VS: Tell me about your bicycle touring?
EV: We’re really two season people. In the winter, we’re out on skis, but as soon as mud season is over, we’re on our bikes. We do some bike commuting, though not enough, but what we really like is to be out on the dirt roads. They’re quieter and more shaded, and they’re safer because there is less traffic. There are some lovely scenic routes. In addition, we like to do an annual four- to five-week bicycle tour with camping. We generally do about 1,000 miles. Our first trip was in the summer of 2000 along the mostly dirt Continental Divide Trail. It was an awesome trip without much traffic. We’ve done some touring in the Northwest and also in Chile and Argentina, and we’ve gone to Turkey twice. This year we spent five weeks in central Europe, starting in Venice and traveling through Slovenia, Hungary, Slovakia, and Austria. Bike touring is a wonderful way to travel, and it’s a little less insulated than other ways to get around. You’re outside every day. You might only be pedaling for six hours, but you’re still outside for eight to 10 hours, camping and meeting the local people and giving your language skills a workout.

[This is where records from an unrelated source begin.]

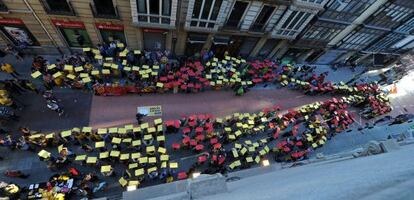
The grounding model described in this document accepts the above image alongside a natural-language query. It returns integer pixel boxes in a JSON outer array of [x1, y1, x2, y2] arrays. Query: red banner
[[0, 18, 24, 25], [96, 23, 124, 31], [52, 19, 85, 29], [144, 28, 168, 33]]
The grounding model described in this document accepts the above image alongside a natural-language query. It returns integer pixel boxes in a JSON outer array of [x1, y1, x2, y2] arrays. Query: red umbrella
[[174, 120, 181, 128], [196, 134, 204, 141], [178, 172, 188, 180], [218, 155, 226, 165], [213, 143, 221, 149], [210, 138, 218, 145], [188, 121, 197, 127], [190, 140, 197, 146]]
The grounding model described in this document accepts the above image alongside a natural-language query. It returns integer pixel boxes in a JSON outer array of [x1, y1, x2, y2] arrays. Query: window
[[366, 1, 414, 29], [302, 21, 346, 42], [190, 0, 223, 28], [277, 11, 313, 37], [321, 0, 376, 22], [367, 33, 405, 52], [42, 0, 74, 15], [250, 6, 275, 31], [226, 1, 249, 28], [137, 0, 171, 24], [0, 0, 9, 12], [338, 28, 385, 50], [396, 18, 414, 33], [91, 0, 118, 18]]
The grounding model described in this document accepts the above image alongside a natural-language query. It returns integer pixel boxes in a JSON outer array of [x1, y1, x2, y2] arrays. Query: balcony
[[89, 3, 120, 19], [249, 23, 266, 32], [0, 0, 9, 13], [40, 0, 76, 16], [223, 20, 241, 30]]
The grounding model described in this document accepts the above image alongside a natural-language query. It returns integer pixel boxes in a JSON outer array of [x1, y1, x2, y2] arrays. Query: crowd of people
[[0, 42, 391, 198]]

VS: Can you talk about your work with Grounds for Health?
EV: I’ve been doing primary care as a family nurse practitioner for 10 years, but before that, I did some international work. Now I work part time with Grounds for Health, which is an international women’s health NGO that was founded 16 years ago by Daniel Cox of Coffee Enterprises. In visiting coffee producing countries, he discovered that cervical cancer killed women at a ridiculous rate. Grounds for Health started as a way to provide screening for cervical cancer in the form of Pap smears, but it has shifted to be more capacity-building. We are trying to create health care programs in these countries so we start with building relationships and then we train the doctors and nurses. We had to come up with an alternate to the Pap smear because it takes too long to determine the results. We’ve got a 5 percent vinegar acetic acid with which we paint the cervix so the results are instantaneous, and women can start getting treatment right away. We work in Tanzania, Nicaragua, and Peru, and I’m headed to Peru in October. When I’m not traveling with Grounds for Health, I worked at the People’s Health and Wellness Center in Barre treating people who are uninsured or underinsured. I also do some work at the Student Health Center at the University of Vermont. It’s a nice mix.

Phyl Newbeck

Phyl Newbeck lives in Jericho with two spoiled orange cats. She is a skier, skater, cyclist, kayaker, and lover of virtually any sport which does not involve motors. She is the author of “Virginia Hasn’t Always Been for Lovers: Interracial Marriage Bans and the Case of Richard and Mildred Loving.”